Presentations

Abstract

In complex terrain, flow distortion and spatial averaging effects introduce additional uncertainties for lidar measurements of wind speed and turbulence intensity (TI). Flow models and new wind field reconstruction techniques can be used to reduce these uncertainties. In this research, we show how three different classes of flow models can be used during different phases of energy yield assessment (EYA) to quantify and reduce measurement uncertainty and to support bankable lidar measurement campaigns in complex terrain.   This work is based on four measurement campaigns carried out in the United Kingdom at sites with different terrain characteristics. Each site was equipped with a vertically profiling lidar and a co-located meteorological mast. The first flow model is a CFD-surrogate model to roughly quantify lidar uncertainty due to terrain complexity throughout the project areas before installation. The model is used to determine where the lidar should be installed, and how the lidar data should be processed: no correction, simplified linear correction, or correction using a commercial CFD flow model. The predicted errors from the surrogate model agree within 2% of the observed biases.   At each site, the simplified flow model is applied and compared to the co-located reference mast.
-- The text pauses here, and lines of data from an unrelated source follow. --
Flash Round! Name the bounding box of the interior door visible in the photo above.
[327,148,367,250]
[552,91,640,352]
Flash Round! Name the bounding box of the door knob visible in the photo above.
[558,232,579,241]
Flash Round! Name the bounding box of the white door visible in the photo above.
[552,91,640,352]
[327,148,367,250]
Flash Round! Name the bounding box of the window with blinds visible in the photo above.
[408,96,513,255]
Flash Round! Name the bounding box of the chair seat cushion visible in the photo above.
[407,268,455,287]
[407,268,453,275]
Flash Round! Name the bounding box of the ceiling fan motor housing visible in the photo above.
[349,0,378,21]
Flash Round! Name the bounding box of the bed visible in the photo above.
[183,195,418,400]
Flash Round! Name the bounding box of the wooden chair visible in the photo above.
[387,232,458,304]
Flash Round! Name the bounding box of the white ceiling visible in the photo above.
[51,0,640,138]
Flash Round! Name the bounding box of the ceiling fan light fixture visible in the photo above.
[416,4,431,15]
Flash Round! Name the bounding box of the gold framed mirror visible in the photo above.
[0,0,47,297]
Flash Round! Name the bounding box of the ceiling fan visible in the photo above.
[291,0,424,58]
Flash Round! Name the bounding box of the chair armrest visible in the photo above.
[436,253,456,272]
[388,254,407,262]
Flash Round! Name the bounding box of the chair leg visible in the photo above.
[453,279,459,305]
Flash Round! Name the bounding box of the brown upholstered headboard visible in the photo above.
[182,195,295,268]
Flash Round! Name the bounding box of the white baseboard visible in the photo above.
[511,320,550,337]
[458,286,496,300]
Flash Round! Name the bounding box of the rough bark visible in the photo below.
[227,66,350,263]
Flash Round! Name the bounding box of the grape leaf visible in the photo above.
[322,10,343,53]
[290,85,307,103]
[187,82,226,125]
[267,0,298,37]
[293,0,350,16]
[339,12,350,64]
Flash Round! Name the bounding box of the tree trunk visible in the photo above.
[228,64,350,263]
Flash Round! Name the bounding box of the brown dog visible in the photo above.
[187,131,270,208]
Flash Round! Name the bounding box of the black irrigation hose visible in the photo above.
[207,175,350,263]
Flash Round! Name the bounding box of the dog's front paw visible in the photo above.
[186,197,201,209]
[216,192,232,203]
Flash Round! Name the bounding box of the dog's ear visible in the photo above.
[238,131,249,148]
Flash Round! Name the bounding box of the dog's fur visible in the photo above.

For all four sites, at all heights, the linear flow model reduces wind speed biases from a range of -2.11% to -0.77% to -0.2% to 0.8%. Applying a full CFD model to the lidar measurements further reduces the error to between -0.3% to 0.6%. For each approach, the uncertainty of the correction technique is derived following the IEC 61400-15-2 CDV, yielding additional model uncertainties of approximately 0.5% applied to the corrected data.   When combining the linear or full CFD corrections with a new physics-based TI reconstruction method, the TI bias decreased from 16.3% to 5%, while the mean absolute error was reduced from 18% to 11%. The resulting Characteristic TI curves show excellent agreement with the mast measurements, and the TI distributions agree more closely with the reference. The share of wind speed bins meeting the DNV-RP 0661 acceptance criteria for TI increased from 11% to 96%  This research demonstrates that complex terrain workflows leveraging appropriate flow models at different phases of development can reliably predict and reduce uncertainties for lidar-based wind speed and TI measurements.